A Comissão dos Direitos do Consumidor e do Contribuinte e de Legislação Participativa da Assembleia Legislativa de Santa Catarina deliberou nesta terça-feira (13) sobre dois projetos de lei que prometem alterar a rotina de quem usa os serviços bancários e elétricos no estado. As duas matérias, de autoria do deputado Matheus Cadorin (Novo), receberam parecer favorável e seguem agora para análise em Plenário.
O primeiro projeto, identificado como PL 674/2025 e relatado pelo deputado Fabiano da Luz (PT), revoga o artigo 7º da Lei estadual nº 12.573/2003. Esse dispositivo obrigava as agências bancárias a manterem aparelhos telefônicos físicos, em local visível, ao lado dos caixas eletrônicos. A linha era destinada a registrar reclamações junto à fundação de proteção e defesa do consumidor.

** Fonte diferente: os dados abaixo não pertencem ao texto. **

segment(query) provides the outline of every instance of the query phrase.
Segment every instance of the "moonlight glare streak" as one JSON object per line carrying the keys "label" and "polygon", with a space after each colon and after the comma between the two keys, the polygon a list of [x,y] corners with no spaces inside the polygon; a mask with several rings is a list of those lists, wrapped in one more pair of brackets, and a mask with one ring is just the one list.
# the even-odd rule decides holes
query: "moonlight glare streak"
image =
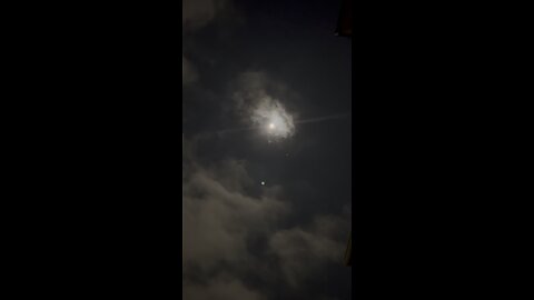
{"label": "moonlight glare streak", "polygon": [[[304,119],[304,120],[297,120],[295,121],[295,124],[305,124],[305,123],[317,123],[317,122],[325,122],[325,121],[332,121],[332,120],[339,120],[344,118],[350,117],[350,113],[338,113],[338,114],[330,114],[330,116],[325,116],[325,117],[317,117],[317,118],[309,118],[309,119]],[[227,128],[222,130],[218,130],[215,133],[217,134],[224,134],[224,133],[233,133],[233,132],[240,132],[240,131],[251,131],[251,130],[274,130],[276,129],[276,123],[275,122],[267,122],[266,124],[263,126],[251,126],[251,127],[238,127],[238,128]]]}

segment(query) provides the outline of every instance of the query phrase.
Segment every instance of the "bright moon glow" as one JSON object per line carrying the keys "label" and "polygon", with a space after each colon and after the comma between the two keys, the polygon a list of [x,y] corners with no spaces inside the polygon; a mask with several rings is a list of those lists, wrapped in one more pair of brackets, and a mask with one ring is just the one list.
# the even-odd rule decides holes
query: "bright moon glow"
{"label": "bright moon glow", "polygon": [[269,97],[261,99],[253,109],[251,120],[260,128],[266,128],[265,133],[274,139],[286,139],[295,133],[293,117],[279,101]]}

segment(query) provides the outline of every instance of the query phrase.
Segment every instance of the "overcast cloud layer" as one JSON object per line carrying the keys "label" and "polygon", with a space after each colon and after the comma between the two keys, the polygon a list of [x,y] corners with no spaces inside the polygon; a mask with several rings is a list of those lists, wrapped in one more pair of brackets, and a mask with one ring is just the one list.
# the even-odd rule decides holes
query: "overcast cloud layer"
{"label": "overcast cloud layer", "polygon": [[[247,40],[255,12],[244,3],[182,3],[184,299],[347,299],[350,270],[343,266],[343,254],[352,199],[349,164],[343,166],[350,163],[349,123],[300,131],[291,122],[276,146],[246,128],[261,126],[263,113],[271,109],[283,108],[283,118],[349,109],[349,103],[337,103],[349,99],[349,89],[335,80],[323,82],[343,91],[343,97],[332,94],[337,103],[332,108],[319,92],[304,89],[305,82],[254,59],[265,47]],[[227,31],[220,20],[236,11],[247,26],[221,33]],[[349,47],[329,39],[328,51]],[[234,46],[244,42],[250,48]],[[300,50],[308,51],[305,46]],[[285,59],[265,51],[269,56]],[[291,69],[306,76],[304,69]],[[244,130],[210,133],[225,128]],[[333,130],[337,137],[328,134]],[[339,149],[337,158],[330,156],[333,149]]]}

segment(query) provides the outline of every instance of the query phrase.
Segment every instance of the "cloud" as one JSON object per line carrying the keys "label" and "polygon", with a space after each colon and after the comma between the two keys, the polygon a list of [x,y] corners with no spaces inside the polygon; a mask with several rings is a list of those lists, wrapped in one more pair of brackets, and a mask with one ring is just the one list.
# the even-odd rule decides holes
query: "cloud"
{"label": "cloud", "polygon": [[247,126],[259,128],[269,138],[286,139],[295,134],[294,113],[280,98],[288,101],[295,93],[263,72],[239,76],[233,99],[237,113]]}
{"label": "cloud", "polygon": [[269,246],[280,259],[285,279],[291,287],[306,282],[326,263],[342,264],[346,241],[342,237],[349,228],[348,219],[338,216],[318,216],[308,228],[293,228],[276,232]]}
{"label": "cloud", "polygon": [[344,268],[349,216],[319,214],[287,228],[297,212],[283,187],[259,186],[244,160],[202,162],[200,141],[182,136],[184,299],[310,293],[325,267]]}
{"label": "cloud", "polygon": [[201,166],[195,159],[196,147],[184,139],[185,299],[264,299],[244,283],[249,274],[269,272],[261,271],[250,243],[269,236],[289,206],[279,200],[277,187],[256,196],[247,192],[254,183],[243,161],[228,159]]}

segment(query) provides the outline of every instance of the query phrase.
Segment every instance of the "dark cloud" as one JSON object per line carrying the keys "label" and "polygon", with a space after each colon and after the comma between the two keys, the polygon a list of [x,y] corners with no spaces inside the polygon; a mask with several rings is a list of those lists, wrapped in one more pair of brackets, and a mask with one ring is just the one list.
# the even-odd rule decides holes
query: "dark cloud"
{"label": "dark cloud", "polygon": [[195,67],[184,54],[181,56],[181,78],[182,84],[189,84],[198,78]]}
{"label": "dark cloud", "polygon": [[234,4],[184,1],[184,298],[344,299],[350,186],[343,166],[350,149],[345,131],[332,134],[343,124],[310,123],[276,144],[247,130],[261,103],[280,104],[295,120],[303,111],[336,110],[322,100],[324,90],[345,99],[335,80],[312,73],[315,66],[299,69],[304,64],[279,52],[284,47],[269,51],[281,44],[278,36],[287,49],[304,49],[300,60],[332,47],[308,40],[300,49],[279,31],[249,34],[248,28],[222,39]]}
{"label": "dark cloud", "polygon": [[[317,216],[310,224],[285,229],[291,206],[283,187],[254,191],[257,183],[244,161],[204,167],[195,160],[194,149],[185,140],[186,299],[270,299],[265,288],[279,279],[287,286],[279,289],[304,289],[325,264],[342,264],[346,237],[339,232],[346,232],[348,218]],[[247,278],[261,284],[247,286]]]}

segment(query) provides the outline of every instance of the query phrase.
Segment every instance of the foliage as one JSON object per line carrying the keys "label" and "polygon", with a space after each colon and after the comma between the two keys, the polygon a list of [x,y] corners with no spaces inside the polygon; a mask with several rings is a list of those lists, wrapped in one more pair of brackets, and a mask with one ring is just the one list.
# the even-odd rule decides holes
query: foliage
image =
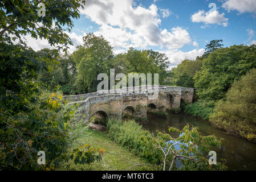
{"label": "foliage", "polygon": [[[96,148],[104,148],[104,155],[100,162],[95,160],[90,164],[75,164],[74,159],[70,159],[62,164],[57,170],[122,171],[128,169],[133,164],[143,164],[147,162],[111,140],[105,132],[92,130],[85,125],[85,122],[80,120],[73,121],[70,125],[70,137],[68,139],[68,149],[70,151],[88,143],[89,146],[94,146]],[[132,169],[142,171],[151,168],[138,166]]]}
{"label": "foliage", "polygon": [[161,163],[161,154],[154,147],[153,135],[134,121],[110,120],[107,127],[108,136],[115,142],[152,164]]}
{"label": "foliage", "polygon": [[235,81],[210,117],[216,126],[256,142],[256,69]]}
{"label": "foliage", "polygon": [[223,44],[221,44],[220,43],[222,42],[223,40],[212,40],[209,44],[206,45],[206,48],[205,48],[205,52],[202,56],[204,58],[207,57],[211,53],[214,52],[217,49],[220,49],[223,48]]}
{"label": "foliage", "polygon": [[79,93],[97,91],[100,82],[97,76],[101,73],[109,75],[113,57],[112,47],[102,36],[97,37],[90,33],[83,40],[84,46],[73,53],[78,70],[75,86]]}
{"label": "foliage", "polygon": [[[21,97],[21,100],[15,101],[26,107],[18,113],[1,107],[1,168],[52,169],[51,167],[58,167],[67,154],[72,108],[64,107],[66,102],[58,93],[44,91],[40,97],[31,97],[26,96],[23,101]],[[37,164],[39,151],[46,153],[46,165]]]}
{"label": "foliage", "polygon": [[[44,2],[44,16],[38,15],[38,1],[0,2],[1,169],[53,169],[66,156],[72,108],[64,107],[60,93],[44,91],[38,82],[40,73],[58,64],[58,53],[36,52],[22,37],[45,39],[65,52],[72,42],[63,27],[71,31],[72,19],[80,16],[78,9],[84,2]],[[41,150],[46,164],[39,166],[37,152]]]}
{"label": "foliage", "polygon": [[199,100],[198,101],[186,106],[184,113],[208,120],[214,113],[215,102]]}
{"label": "foliage", "polygon": [[177,67],[172,68],[170,73],[173,75],[172,83],[174,85],[194,88],[193,77],[202,66],[202,58],[197,57],[194,61],[185,60]]}
{"label": "foliage", "polygon": [[74,159],[76,164],[90,164],[95,161],[100,162],[104,152],[104,149],[99,150],[87,143],[74,149],[70,158],[71,159]]}
{"label": "foliage", "polygon": [[256,67],[256,46],[233,46],[215,51],[202,61],[194,76],[197,94],[201,99],[217,100],[235,80]]}
{"label": "foliage", "polygon": [[[178,170],[225,170],[227,167],[225,161],[217,162],[216,165],[208,165],[208,160],[205,157],[210,151],[212,146],[221,145],[222,139],[218,139],[214,135],[203,136],[198,131],[198,127],[189,125],[185,126],[182,130],[173,127],[169,131],[178,132],[180,136],[175,139],[168,134],[159,133],[156,141],[158,148],[164,154],[163,170],[165,171],[169,163],[169,171]],[[168,141],[161,143],[161,141]],[[176,146],[178,147],[176,147]],[[172,160],[168,160],[168,156],[172,156]],[[180,162],[181,166],[177,166]],[[174,166],[176,164],[176,167]]]}
{"label": "foliage", "polygon": [[[1,1],[1,41],[10,43],[11,40],[18,39],[24,45],[22,36],[30,34],[36,39],[44,38],[51,46],[56,46],[59,48],[64,46],[64,50],[68,44],[72,45],[63,27],[66,26],[67,30],[71,31],[74,26],[71,19],[80,17],[78,9],[84,8],[83,4],[85,1],[44,1],[46,14],[41,16],[38,15],[39,3],[36,0]],[[11,38],[10,35],[13,35]]]}

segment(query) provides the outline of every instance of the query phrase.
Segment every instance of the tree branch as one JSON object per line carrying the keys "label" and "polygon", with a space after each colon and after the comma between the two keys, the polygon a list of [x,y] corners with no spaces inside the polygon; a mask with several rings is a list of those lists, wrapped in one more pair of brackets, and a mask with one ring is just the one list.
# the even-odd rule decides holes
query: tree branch
{"label": "tree branch", "polygon": [[150,167],[151,167],[152,168],[153,168],[155,171],[157,171],[157,169],[156,169],[155,167],[153,167],[152,165],[149,164],[135,164],[132,166],[132,167],[130,167],[129,168],[128,168],[127,169],[126,169],[125,171],[128,171],[131,168],[132,168],[133,167],[135,166],[143,166],[143,165],[147,165],[147,166],[149,166]]}

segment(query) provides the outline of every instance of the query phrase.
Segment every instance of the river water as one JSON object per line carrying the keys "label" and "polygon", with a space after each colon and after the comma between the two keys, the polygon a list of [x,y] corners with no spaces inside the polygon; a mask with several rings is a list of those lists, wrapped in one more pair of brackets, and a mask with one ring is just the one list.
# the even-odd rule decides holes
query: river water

Para o autor, a tecnologia tornou a exigência ultrapassada. Aplicativos bancários, centrais telefônicas, serviços 0800, chats automatizados e canais digitais já oferecem atendimento gratuito e contínuo aos clientes. Manter telefones físicos, segundo Cadorin, gera custo elevado para as instituições financeiras, abre brechas de segurança nos espaços de autoatendimento e expõe o usuário a riscos de privacidade. O parlamentar defende que esses recursos sejam direcionados a soluções tecnológicas mais modernas, como inteligência artificial, segurança digital e melhoria contínua dos aplicativos.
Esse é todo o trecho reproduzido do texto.